J'hoche la tête. La vérité est toute proche et ça m'inquiète. Si ce groupe est responsable des affaires de meurtres dont ils parlent au tabac, il y a de fortes chances qu'il soit responsable du meurtre d'Amir aussi.

Eden, Malo et Rose arrivent. Eden les brief rapidement sur ce que Sirius m'a déjà expliqué, puis ce dernier nous conduit jusqu'à la maison de son ancien ami. Je me demande comment il va réagir quand il verra Sirius sur le pas de sa porte.
Sûrement niera t-il faire parti d'un quelconque groupe. Je sais que Sirius prend un risque en nous conduisant chez lui. Si le leader du groupe apprend qu'il refait surface, et en plus pour enquêter, il pourrait avoir de gros ennuis. Et impossible d'en parler à la police sans avouer que nous menons une enquête parallèlement à la leur.

Nous marchons dans le silence complet quelques minutes de plus avant que Sirius se stoppe. Il inspecte les plaques des boîtes aux lettres et nous confirme par un hochement de tête qu'il a trouvé la maison du garçon.
Il sonne avec assurance et s'avance vers la porte.
Une dame en sort. Elle a les cheveux gris, sans pour autant paraître vieille. Elle a de grosses cernes qui creusent ses yeux. Quoi qu'il en soit, elle paraît extrêmement fatiguée.

- Bonjour, je suis un ami de Kévin. On pourrait parler quelques instants à votre fils s'il vous plaît ?
- Vous ne l'avez pas vu depuis longtemps, pas vrai ?
- Oui, c'est vrai. Pourquoi ?

Elle sourit tristement et passe une main dans ses cheveux. Sirius se retourne vers nous, confus.

- Kévin est maintenant en hôpital psychiatrique. Mais bon... je pense que c'était la meilleure solution...pour tout le monde.

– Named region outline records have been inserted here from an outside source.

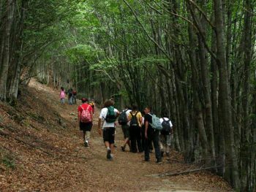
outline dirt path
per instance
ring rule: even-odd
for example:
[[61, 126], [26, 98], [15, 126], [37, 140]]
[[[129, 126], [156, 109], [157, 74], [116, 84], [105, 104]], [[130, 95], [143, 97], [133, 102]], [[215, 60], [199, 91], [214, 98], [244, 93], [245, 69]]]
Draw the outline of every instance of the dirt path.
[[[61, 134], [55, 134], [55, 147], [63, 151], [65, 158], [60, 160], [59, 165], [54, 162], [49, 165], [48, 169], [51, 169], [51, 173], [41, 174], [42, 178], [48, 180], [45, 188], [52, 184], [55, 185], [52, 188], [54, 191], [227, 191], [222, 189], [226, 184], [219, 177], [207, 172], [172, 177], [146, 176], [177, 170], [187, 165], [167, 161], [165, 157], [162, 164], [156, 164], [154, 153], [151, 154], [150, 162], [143, 162], [143, 154], [122, 152], [120, 146], [123, 135], [120, 127], [116, 128], [118, 147], [114, 160], [107, 161], [102, 138], [97, 131], [98, 109], [94, 116], [91, 145], [85, 147], [75, 120], [80, 101], [76, 105], [61, 106], [59, 102], [59, 91], [34, 80], [30, 86], [39, 92], [39, 96], [48, 96], [47, 101], [59, 112], [67, 127]], [[172, 159], [178, 156], [176, 152], [172, 152]], [[217, 181], [220, 182], [217, 183]]]

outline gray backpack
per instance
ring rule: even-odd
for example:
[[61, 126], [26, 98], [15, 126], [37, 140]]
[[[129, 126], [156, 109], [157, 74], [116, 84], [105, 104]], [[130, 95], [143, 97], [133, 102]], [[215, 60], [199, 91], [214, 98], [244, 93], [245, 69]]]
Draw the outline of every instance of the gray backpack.
[[157, 117], [156, 115], [149, 115], [152, 117], [152, 123], [149, 123], [149, 124], [154, 129], [161, 131], [162, 129], [162, 126], [159, 118]]

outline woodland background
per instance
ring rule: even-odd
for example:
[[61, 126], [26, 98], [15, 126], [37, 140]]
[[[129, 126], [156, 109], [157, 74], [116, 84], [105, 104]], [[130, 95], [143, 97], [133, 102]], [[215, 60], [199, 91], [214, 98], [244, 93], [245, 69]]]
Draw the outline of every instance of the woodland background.
[[256, 188], [253, 0], [0, 0], [0, 99], [32, 77], [168, 112], [187, 162]]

Enfin, bref, là n'est pas le problème. Il ne revient ici que pour les vacances.
- Je...je ne savais pas...Je suis vraiment désolé. On ne peut pas le voir avant les vacances, alors ?
- Si...bien sûr. Il a l'autorisation de recevoir des visites. Mais je comprendrais que vous rendre dans un hôpital n'est pas évident.
- On ira. Il ne doit pas voir beaucoup de monde, je pense que ça lui fera du bien !
- C'est certain ! Je vous donne l'adresse ! Les visites sont autorisées tous les après-midi. Merci beaucoup, je ne crois pas qu'un de ses amis lui ait déjà rendu visite...

La dame rentre chez elles quelques secondes et en ressort avec un post-it. Sirius l'attrape et remercie poliment la dame. Elle sourit brièvement et referme la porte.

- Je savais pas, je vous jure.
- Vous pensez que le jeu a un rapport avec son internement en hôpital, chuchote Rose ?

Nous ressortons dans la rue et après s'être suffisamment éloignés de la maison, nous recommençons à parler à haute voix.

- J'en ai aucune idée, nous confie Eden, mais on va vite le savoir. On va rendre une petite visite à ce Kévin, et cette après-midi.